Dans la société civilisée d’aujourd’hui, les inconvénients de la méthode primitive des échanges sont tout à fait inconnus, et pourraient presque paraître imaginaires. Accoutumés dès nos plus tendres années à l’usage de la monnaie, nous n’avons pas conscience des services inappréciables qu’elle nous rend ; c’est seulement quand nous nous reportons à des états de société tout différents, que nous pouvons nous faire une idée exacte des difficultés que l’absence de monnaie entraîne. On se trouve même surpris quand on constate que le troc est aujourd’hui encore le seul mode de commerce pratiqué par quelques races non civilisées. Il y a quelque chose de singulièrement absurde en apparence dans ce fait qu’une société par actions, — appelée Compagnie africaine du troc, à responsabilité limitée, — existe à Londres, et que ses opérations consistent uniquement à échanger sur la côte occidentale de l’Afrique des produits manufacturés de l’Europe contre l’huile de palme, la poudre d’or, l’ivoire, le coton, le café, la gomme, et d’autres matières brutes.

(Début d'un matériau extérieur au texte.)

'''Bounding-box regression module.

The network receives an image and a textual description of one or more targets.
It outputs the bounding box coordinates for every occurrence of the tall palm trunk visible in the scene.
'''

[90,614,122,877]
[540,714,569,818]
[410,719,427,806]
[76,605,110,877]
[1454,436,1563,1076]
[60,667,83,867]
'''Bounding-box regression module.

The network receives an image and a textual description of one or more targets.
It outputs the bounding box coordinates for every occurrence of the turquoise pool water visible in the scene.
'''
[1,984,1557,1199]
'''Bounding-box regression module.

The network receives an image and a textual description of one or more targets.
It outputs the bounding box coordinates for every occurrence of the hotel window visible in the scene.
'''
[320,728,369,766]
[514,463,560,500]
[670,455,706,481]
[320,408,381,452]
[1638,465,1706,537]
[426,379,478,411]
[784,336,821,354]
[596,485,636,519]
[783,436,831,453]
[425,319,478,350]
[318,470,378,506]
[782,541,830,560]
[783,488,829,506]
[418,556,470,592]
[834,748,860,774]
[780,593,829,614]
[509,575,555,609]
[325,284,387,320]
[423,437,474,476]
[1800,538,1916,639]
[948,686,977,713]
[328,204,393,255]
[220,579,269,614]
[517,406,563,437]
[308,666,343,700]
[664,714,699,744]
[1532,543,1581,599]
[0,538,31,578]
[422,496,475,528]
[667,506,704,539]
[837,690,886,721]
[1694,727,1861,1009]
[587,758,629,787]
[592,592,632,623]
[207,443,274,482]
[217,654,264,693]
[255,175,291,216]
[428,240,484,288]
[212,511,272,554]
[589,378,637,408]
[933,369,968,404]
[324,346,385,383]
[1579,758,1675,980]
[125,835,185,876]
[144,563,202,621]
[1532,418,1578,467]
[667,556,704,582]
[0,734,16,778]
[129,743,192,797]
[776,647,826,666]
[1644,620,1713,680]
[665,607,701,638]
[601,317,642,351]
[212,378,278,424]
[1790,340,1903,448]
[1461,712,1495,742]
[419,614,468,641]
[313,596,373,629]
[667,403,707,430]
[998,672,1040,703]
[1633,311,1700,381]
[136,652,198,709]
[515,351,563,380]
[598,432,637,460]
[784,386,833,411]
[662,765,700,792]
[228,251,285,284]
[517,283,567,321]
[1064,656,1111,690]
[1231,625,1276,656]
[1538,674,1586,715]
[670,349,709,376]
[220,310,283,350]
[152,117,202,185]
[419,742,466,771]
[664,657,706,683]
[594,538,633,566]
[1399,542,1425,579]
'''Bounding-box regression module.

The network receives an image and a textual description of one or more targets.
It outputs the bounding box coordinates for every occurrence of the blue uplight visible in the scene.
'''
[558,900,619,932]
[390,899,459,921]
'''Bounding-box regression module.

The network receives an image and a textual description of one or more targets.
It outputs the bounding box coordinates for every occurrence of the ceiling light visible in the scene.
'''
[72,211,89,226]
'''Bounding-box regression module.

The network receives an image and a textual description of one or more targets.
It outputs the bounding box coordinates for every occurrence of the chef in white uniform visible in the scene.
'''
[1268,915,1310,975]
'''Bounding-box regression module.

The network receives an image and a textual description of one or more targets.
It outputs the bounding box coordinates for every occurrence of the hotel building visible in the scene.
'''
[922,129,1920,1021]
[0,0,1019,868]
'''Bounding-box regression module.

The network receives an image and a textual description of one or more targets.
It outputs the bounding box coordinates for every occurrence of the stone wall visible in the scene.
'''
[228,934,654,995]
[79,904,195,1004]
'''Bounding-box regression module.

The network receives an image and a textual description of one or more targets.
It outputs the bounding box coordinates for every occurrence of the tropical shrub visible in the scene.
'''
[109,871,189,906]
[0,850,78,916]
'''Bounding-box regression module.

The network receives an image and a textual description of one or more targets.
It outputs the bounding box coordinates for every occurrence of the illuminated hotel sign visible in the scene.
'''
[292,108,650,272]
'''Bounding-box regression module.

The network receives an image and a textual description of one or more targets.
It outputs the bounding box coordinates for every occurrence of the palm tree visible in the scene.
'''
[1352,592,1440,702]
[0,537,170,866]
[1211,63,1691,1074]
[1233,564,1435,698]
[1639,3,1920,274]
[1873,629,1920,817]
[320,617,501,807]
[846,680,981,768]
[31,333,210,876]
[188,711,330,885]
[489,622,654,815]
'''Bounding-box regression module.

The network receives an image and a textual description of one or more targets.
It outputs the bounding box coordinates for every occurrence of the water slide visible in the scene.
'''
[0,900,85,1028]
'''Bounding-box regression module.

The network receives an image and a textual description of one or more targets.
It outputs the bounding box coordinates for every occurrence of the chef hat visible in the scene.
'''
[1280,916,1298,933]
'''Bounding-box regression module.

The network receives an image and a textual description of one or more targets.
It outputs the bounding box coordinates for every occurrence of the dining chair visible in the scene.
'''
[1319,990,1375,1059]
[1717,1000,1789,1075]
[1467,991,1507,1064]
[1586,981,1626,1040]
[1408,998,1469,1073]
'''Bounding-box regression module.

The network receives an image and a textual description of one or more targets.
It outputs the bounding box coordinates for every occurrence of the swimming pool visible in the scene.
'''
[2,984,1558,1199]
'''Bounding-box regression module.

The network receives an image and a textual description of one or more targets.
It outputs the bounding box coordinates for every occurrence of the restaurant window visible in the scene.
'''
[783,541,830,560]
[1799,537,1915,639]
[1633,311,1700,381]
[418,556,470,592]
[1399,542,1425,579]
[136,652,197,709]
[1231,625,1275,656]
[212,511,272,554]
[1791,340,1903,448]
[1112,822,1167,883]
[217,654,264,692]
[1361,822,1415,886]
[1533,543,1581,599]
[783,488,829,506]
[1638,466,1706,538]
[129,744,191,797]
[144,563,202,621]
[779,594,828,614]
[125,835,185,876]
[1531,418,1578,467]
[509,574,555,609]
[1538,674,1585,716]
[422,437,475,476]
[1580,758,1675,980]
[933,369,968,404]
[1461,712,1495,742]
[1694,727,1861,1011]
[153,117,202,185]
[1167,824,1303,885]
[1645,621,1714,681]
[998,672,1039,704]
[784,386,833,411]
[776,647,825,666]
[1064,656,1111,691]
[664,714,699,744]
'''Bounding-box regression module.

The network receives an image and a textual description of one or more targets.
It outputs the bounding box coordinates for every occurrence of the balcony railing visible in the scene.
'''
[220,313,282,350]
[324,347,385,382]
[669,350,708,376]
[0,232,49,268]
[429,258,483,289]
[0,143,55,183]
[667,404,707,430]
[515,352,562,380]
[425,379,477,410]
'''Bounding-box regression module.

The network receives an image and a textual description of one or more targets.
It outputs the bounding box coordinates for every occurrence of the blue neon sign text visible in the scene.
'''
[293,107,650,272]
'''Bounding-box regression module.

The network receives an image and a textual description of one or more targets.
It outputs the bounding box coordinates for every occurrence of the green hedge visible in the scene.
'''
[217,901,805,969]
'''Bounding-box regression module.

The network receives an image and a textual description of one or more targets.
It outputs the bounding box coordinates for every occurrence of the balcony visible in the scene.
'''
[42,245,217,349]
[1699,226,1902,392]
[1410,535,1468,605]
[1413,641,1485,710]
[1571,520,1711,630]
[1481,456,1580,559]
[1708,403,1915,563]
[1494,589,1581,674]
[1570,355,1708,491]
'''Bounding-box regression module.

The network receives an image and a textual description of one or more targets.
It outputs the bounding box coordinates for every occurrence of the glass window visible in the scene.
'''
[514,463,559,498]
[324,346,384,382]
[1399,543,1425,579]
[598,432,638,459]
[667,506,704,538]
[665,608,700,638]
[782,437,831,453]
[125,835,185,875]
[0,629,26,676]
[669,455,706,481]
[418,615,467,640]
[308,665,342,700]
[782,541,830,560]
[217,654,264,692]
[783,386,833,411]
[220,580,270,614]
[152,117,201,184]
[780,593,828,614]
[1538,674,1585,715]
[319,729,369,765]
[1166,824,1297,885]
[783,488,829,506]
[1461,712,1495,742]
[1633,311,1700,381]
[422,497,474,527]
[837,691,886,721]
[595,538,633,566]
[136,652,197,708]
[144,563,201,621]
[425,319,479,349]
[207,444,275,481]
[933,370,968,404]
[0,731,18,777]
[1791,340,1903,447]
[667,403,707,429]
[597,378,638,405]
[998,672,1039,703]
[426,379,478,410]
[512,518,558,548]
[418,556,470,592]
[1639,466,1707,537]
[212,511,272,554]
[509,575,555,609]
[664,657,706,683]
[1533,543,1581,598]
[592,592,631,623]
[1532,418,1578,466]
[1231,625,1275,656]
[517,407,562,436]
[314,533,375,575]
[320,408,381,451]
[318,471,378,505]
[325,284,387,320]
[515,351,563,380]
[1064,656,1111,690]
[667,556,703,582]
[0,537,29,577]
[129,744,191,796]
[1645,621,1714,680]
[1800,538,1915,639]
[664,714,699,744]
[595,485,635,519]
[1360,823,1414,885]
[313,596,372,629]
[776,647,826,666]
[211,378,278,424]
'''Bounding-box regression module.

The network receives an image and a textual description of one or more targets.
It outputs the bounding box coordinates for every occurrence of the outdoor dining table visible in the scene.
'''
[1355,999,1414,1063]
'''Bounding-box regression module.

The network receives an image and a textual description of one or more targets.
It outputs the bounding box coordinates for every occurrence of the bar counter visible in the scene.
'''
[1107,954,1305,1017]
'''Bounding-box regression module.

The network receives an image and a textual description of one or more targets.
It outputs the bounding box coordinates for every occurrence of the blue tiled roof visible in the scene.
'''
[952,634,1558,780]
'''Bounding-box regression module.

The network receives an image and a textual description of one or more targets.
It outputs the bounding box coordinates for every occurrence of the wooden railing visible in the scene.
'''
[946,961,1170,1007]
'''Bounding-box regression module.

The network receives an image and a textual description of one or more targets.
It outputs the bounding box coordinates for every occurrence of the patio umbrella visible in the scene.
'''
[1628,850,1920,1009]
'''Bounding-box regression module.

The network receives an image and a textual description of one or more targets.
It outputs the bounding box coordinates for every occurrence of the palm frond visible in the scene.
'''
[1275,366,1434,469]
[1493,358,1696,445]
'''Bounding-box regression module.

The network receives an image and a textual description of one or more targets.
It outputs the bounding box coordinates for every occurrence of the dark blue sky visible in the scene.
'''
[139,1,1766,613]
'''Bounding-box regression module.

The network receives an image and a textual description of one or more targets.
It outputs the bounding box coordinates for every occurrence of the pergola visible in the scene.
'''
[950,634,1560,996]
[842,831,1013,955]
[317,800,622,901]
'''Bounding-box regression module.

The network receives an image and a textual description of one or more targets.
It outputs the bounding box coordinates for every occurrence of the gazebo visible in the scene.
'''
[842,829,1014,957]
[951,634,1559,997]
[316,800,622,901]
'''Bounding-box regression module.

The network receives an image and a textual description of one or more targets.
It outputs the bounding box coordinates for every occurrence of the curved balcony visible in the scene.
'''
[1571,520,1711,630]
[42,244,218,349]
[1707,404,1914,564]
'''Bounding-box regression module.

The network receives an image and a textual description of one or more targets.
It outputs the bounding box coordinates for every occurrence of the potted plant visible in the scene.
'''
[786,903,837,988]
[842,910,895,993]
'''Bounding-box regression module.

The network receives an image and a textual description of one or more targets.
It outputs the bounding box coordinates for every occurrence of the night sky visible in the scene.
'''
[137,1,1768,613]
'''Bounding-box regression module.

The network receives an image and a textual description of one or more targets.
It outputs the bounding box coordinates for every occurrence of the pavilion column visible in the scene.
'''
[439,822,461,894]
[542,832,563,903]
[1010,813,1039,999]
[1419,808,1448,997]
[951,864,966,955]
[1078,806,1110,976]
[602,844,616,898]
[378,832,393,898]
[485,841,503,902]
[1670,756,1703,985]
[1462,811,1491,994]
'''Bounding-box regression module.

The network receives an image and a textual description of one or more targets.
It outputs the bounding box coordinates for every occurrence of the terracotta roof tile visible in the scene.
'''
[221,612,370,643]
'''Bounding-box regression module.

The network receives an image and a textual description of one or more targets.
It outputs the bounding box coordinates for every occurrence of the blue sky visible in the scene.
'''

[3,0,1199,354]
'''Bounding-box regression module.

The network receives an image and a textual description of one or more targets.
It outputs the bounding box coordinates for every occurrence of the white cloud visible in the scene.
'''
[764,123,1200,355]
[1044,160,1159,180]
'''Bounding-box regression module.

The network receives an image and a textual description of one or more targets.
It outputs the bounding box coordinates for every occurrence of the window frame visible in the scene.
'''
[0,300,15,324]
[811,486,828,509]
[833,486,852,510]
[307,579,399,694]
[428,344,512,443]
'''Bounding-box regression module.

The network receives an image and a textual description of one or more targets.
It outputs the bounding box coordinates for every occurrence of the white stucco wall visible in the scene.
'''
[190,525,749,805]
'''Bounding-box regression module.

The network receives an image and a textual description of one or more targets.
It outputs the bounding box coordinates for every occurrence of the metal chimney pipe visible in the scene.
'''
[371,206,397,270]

La forme primitive de l’échange consista sans doute à donner les objets dont on pouvait se passer pour obtenir ceux dont on avait besoin. Ce trafic élémentaire est ce que nous appelons barter ou truck, en français troc ; nous le distinguons de la vente et de l’achat dans lequel on ne veut garder que peu de temps l’un des articles échangés, pour s’en défaire ensuite en procédant à un second échange.